I Asked What Durable Objects Are. Ended Up in a Distributed Systems Rabbit Hole.

2026-07-02 • 12 min read

This isn't a Durable Objects guide. If you're here for "learn Durable Objects in 10 minutes," close the tab, you'll be happier.

This is a log of a conversation I had with an AI on a weekend night that started as one small side-project question and turned into a three-hour argument about actors, workflows, and whether any of it actually applied to a bug I'd fixed the week before. The useful part was never the answer. The useful part was that I kept pushing until the answer stopped being impressive and started being correct for me.

Let me walk it back from the start.


Log 01: The side quest

I was poking at a side project on the Cloudflare stack and hit the most boring question in the world: how should I rate limit my APIs? Nothing fancy. I basically asked what the chads on tech Twitter do.

The answer was reasonable — layer it. WAF rules at the edge for the crude stuff, Worker middleware for per-user and per-API-key limits, app-side limits where you actually need precision. Fine. I asked whether I should bolt on Upstash or Better Auth or something, and got told: you're already on Cloudflare, just key the Worker limits by user, don't add a dependency for this.

Then I poked at the thing I was actually curious about:

> don't nobody use CF KV for rate limiting?

And the answer is: you can, but only for approximate limits. KV is global and fast to read, but it's eventually consistent. During a burst, two edge locations can genuinely disagree about what the counter says. So if you need an exact limit, KV lies to you at exactly the wrong moment.

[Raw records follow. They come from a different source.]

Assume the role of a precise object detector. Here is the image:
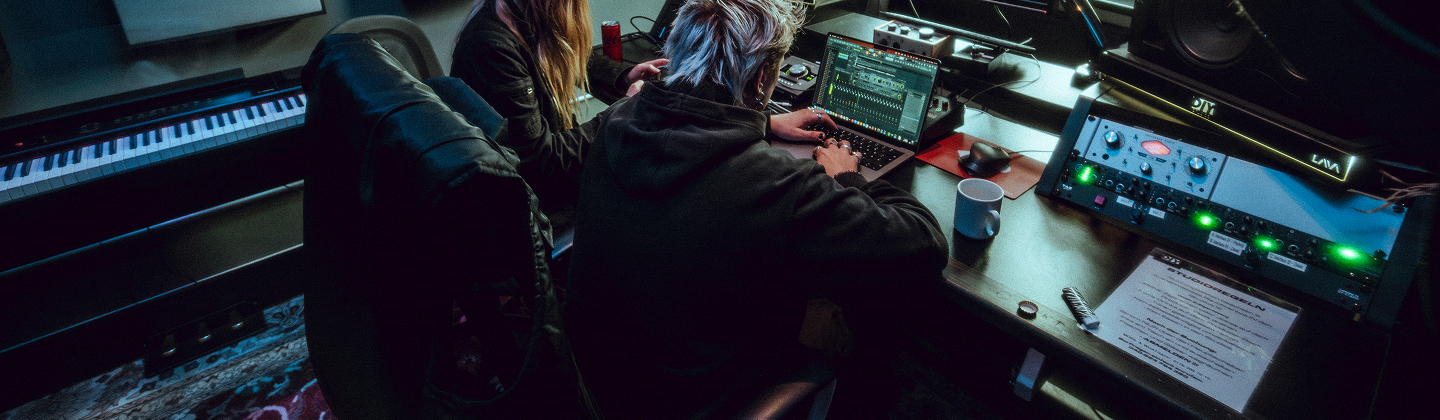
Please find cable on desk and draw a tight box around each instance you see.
[960,53,1045,118]
[631,16,660,45]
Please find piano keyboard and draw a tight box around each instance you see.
[0,92,307,204]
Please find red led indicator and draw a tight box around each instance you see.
[1140,140,1169,155]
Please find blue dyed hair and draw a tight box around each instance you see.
[664,0,805,105]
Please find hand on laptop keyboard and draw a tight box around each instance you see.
[770,108,835,142]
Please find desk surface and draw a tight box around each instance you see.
[887,106,1390,419]
[795,16,1390,419]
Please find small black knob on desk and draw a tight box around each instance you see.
[1185,155,1207,175]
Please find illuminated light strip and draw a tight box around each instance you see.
[1106,78,1358,183]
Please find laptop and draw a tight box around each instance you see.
[770,33,940,181]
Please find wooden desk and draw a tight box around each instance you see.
[890,111,1390,419]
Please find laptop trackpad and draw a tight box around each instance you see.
[770,140,819,160]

That's the sentence that flipped the whole night. "One truth vs distributed approximate state." Because the fix for that is Durable Objects, and the moment Durable Objects entered the chat, the conversation stopped being about rate limiting.


Log 02: Durable Objects sounded familiar

So I asked the obvious follow-up — what are they, give me the mental model.

The framing I got: a Worker is a stateless function that runs anywhere. A Durable Object is one active object per key — a tiny stateful server that owns its little slice of state. Counters, chat rooms, multiplayer game state, AI credits. One key, one live instance, and everything for that key funnels through it.

And I sat there for a second because that sounded exactly like a bug I'd just been bitten by.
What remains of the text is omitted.